All being well, Python will interpret the code and spit out a line of text. Our sample program here merely sets up a subroutine called saystuff, which prints whatever text string is passed to it. You can see that the code of the subroutine is indented with a tab.

Execution proper begins with the first call to saystuff, which passes the string Wowzers to be printed. It's as easy as that - you're almost ready to get coding.

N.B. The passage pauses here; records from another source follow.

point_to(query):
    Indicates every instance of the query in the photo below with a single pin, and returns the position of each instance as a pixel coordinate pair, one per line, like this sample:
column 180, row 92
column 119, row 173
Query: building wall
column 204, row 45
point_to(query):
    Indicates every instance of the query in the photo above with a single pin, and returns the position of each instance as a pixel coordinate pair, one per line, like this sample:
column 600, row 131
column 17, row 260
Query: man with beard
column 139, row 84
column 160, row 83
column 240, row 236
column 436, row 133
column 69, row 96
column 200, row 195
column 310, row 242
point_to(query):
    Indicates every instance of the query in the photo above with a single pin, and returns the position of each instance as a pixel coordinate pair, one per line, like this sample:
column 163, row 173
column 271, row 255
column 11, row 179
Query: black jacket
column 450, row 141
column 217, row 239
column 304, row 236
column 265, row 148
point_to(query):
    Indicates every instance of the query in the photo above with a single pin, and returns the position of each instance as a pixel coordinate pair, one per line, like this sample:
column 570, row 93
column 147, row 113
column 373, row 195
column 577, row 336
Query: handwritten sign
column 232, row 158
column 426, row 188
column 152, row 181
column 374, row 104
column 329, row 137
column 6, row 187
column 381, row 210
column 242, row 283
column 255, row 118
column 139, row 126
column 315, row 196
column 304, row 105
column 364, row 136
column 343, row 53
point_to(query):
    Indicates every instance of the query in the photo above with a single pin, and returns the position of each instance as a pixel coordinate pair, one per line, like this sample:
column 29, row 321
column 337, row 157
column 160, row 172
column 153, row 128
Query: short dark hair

But one last thing: you'll also need the Pygame modules for this tutorial. Pygame provides an extra layer on top of Python, linking with SDL and letting you display images and output sound effects in your programs. It's very widely available and will almost certainly be available in your distro's repositories, but otherwise you should download it from www.pygame.org.

Circular capers

Although game genres vary enormously, in terms of the underlying mechanics, most games involving sprites (image objects) moving around follow a similar code path:

  1. Set up the screen, graphics, score counters etc.
  2. Start loop to finish when player quits/dies.
  3. Draw graphic objects on screen.
  4. Get input from user (eg keyboard or mouse).
  5. Check game logic (eg player hit enemy?)
  6. Update graphic objects accordingly.
  7. Go back to 3.

Now, we're going to write a little game that has several balls bouncing around the screen, and the player's objective is to avoid colliding the mouse pointer with them. Sounds easy? Well, if we add some randomness to the ball movements - ie they don't always move at the same speed - then it suddenly becomes a lot trickier.

You can't just hold the mouse pointer in the bottom-left of the screen, say, because a ball could zoom down there at any moment. Throughout this, a counter keeps track of how many seconds you stay 'alive'. It's a very basic concept, but it demands good mouse dexterity and a laser-like focus on the screen.

But first things first: let's work out how to get a single ball bouncing around the screen. How does the ball know when to reverse direction? Fortunately, there's a very easy method to achieve this: we have two variables that we use to alter the ball movement.

For each loop of the game engine, we add these numbers to the ball's position. If the ball is moving right, for instance, then it's because we're adding 1 to its horizontal position each loop. If the ball hits the right edge of the screen, we start adding -1 to its horizontal position, thereby moving it to the left.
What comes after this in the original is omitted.